Take a peek at an example: Hiking Across Kodiak IslandDec 1, 2013 at 4:09 pm #2049719
As an alternative opinion, I rode a ways in Colorado with a guy who carried three GoPros. I was unimpressed by the idea of recording video for all the reasons stated here, but then he took the camera out of the housing and just took a regular picture with it.
The camera was minute, very ultralight. It looked like a very convenient way to take a picture while hiking.
Here's a picture:
If I were to get one, I'd probably opt to hook it to my trekking pole for this style shot:Dec 1, 2013 at 4:11 pm #2049720
Yep, to do it right takes alot of extra effort. I find myself "setting up" the shot which takes away from the present moment. Theres alot of "go back up and come back down". If you want something that looks great you're possibly going to give up alot of the spontaneity of your trip. I wanted to film our canoe trip this year but decided just to enjoy the trip and not worry about the filming aspects.Dec 1, 2013 at 4:54 pm #2049732
okay. useful discussion. I'm getting the idea that they are a niche camera and would take a bit of work to have something come out looking professional.
But I also have the idea that if I don't need it to look professional it could be a fun way to relive and share of some adventures getting up some airy ridges and summit blocks solo.

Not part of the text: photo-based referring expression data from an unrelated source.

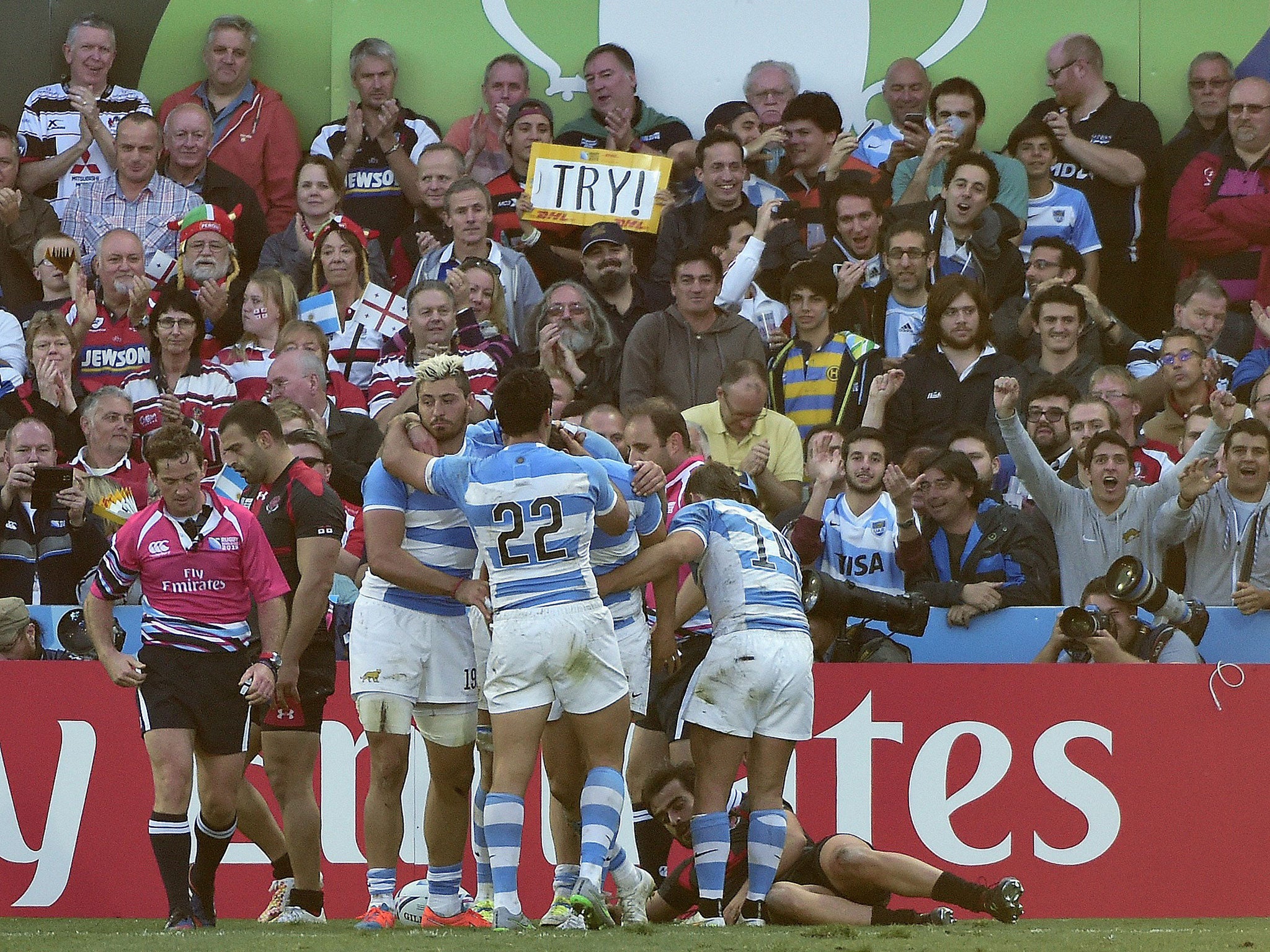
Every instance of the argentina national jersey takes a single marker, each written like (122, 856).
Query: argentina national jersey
(436, 534)
(861, 549)
(748, 571)
(533, 511)
(607, 551)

Considering all that has been written here, I would think a significant percentage of buyers could be disappointed in their results. And there might be some good buys on used ones. A used one might be the way to go until I see if I really like it.
Billy RayDec 1, 2013 at 7:12 pm #2049799
Eugene SmithBPL Member
@eugeneiusLocale: Nuevo Mexico
@john S.- I have done some video work for past trip reports and gear vids, but haven't in a while. I was shooting with a Nikon D7000 and a 35 f1.8 lens at the time, not a GoPro. I downsized to a smaller form factor camera that helps make great photographs, but lacks the video capabilities.
You can create well crafted videos using iMovie and nothing else, other than time and creativity. If you're looking to bang out a piece to submit for Sender Films or something of that ilk, you're going to need to pony up for some serious post processing video software and all that goes into supporting large video files. For simple video editing to share with friends and family, quality results can be achieved.
Get yourself a GoPro, purchase a Vimeo account for uploading and sharing finished work, and have fun with it and see what you can create. I'm not sure what Jake D. is pissing on about.Dec 2, 2013 at 8:25 am #2049922
I use mine as a still camera most of the time, I have the hero 3 black, It's great for landscape photos.Dec 2, 2013 at 8:28 am #2049924
Thanks Peter… but it is my understanding that the GoPro has a single, non-variable, wide-angle lens, no?
If so, that seems less than optimal for landscape photos (at least some of the time) as it makes everything look more distant and smaller.